Lighthouse with waves.

Lake Michigan waves at Michigan City lighthouse following superstorm Sandy. October 29, 2012. Credit: S. Lashley, NOAA NWS.

North America’s Great Lakes contain 6 quadrillion gallons of freshwater within the five lakes of Superior, Michigan, Huron, Erie, and Ontario. With roughly 20 percent of the world’s surface freshwater, the Great Lakes are the world’s largest freshwater system, and contain enough water to cover the entire lower 48 states to a depth of almost 10 feet.

Shared by two countries, eight states, and one province; the Great Lakes’ centralized location, favorable geography, climate, and water rich environment culminate into a natural hub for manufacturing, business, agriculture and tourism, and home to over 40 million people who depend on the lakes for their domestic and industrial water supply.

In addition to their freshwater needs, many of these same economies are equally dependent on petroleum products, which travel to and through the region via a mix of transportation modes. While all environments are sensitive to oil spills, the Great Lakes are especially sensitive due to a number of unique risk factors.

Unique Risk Factors

Freshwater is the most obvious unique risk factor for the Great Lakes and for good reason. Approximately 44 billion gallons of water is withdrawn each day for industrial and domestic use. The first question for every spill in the Great Lakes is location of the closest freshwater intake.
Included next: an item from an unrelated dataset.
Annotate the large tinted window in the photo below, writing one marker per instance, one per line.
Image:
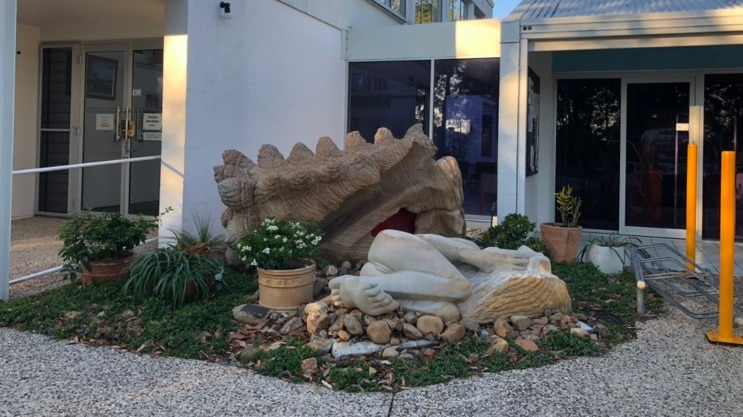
(388, 94)
(587, 147)
(465, 125)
Shutting down freshwater intakes can cause widespread economic and political impacts, not normally associated with a spill in the marine environment.
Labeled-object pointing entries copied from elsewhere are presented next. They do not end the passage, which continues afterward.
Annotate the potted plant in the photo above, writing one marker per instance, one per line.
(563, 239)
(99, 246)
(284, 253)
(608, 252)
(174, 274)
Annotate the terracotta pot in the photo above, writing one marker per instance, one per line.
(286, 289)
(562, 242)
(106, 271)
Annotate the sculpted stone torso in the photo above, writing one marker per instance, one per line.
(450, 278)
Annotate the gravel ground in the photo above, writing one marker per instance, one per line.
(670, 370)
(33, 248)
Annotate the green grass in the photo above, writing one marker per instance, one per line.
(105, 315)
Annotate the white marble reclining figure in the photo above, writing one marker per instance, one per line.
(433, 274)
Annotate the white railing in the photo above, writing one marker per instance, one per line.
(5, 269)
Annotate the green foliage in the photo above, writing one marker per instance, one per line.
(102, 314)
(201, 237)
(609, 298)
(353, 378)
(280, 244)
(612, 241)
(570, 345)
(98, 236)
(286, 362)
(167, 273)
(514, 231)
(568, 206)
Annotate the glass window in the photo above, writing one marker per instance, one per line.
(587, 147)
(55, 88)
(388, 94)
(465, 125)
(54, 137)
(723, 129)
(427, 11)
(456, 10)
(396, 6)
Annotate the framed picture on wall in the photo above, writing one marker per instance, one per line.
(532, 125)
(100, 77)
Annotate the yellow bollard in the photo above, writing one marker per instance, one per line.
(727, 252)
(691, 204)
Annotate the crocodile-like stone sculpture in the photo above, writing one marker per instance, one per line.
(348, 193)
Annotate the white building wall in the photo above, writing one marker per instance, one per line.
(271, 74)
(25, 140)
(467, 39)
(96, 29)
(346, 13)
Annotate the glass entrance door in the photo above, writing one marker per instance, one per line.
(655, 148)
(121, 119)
Take for example the 2014 harmful algal bloom event that shut down Toledo, Ohio water intakes for 500,000 residents. That emergency shut down local businesses and universities at a cost of millions for the city and state. This is a very real and unique concern for spills in the Great Lakes and other freshwater environments.

The density of freshwater can make spills in the Great Lakes more challenging as well. Oil usually floats because it is less dense than the water it is floating on. Density is the mass, or weight, of a substance divided by its volume. The density of freshwater is usually about 1 gram per cubic centimeter (g/cc). Ocean saltwater is denser (usually around 1.02 to 1.03 g/cc) because it contains more salt. The higher the salinity of water, the denser it is. Densities of oils generally range from 0.85 g/cc for a very light oil, like gasoline, to 1.04 g/cc for a very, very heavy oil. Most types of oils have densities between about 0.90 and 0.98 g/cc. These oils will float in either fresh or salt water. However, heavy oils, which have a density of 1.01 g/cc, would float in salt water, but sink in the freshwater of the Great Lakes.
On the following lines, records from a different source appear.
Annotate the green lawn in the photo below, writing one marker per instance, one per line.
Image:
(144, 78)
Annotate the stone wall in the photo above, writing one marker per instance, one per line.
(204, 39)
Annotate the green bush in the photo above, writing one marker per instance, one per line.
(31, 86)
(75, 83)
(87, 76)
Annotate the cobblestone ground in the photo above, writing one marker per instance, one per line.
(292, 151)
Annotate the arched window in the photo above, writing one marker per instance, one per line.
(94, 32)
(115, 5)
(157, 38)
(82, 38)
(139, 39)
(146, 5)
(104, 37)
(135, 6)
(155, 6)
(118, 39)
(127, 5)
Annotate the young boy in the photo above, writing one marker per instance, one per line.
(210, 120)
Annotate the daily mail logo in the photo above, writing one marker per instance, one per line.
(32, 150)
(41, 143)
Water in the Great Lakes originates from thousands of streams and rivers covering a drainage basin of approximately 201,000 square miles. This water exits the Great Lakes so slowly through the St. Lawrence River that it essentially makes the Great Lakes a closed system. The retention time — the amount of time it takes for lakes to discharge water and pollutants — ranges from 2.6 years for Lake Erie to 191 years for Lake Superior. With no more than one percent of the water in the Great Lakes exiting the system each year, any residual oil spill contaminants have the potential to reside within the lakes for a substantial time.

LT Greg Schweitzer is a NOAA Scientific Support Coordinator in the Great Lakes and Midwest Region with OR&R.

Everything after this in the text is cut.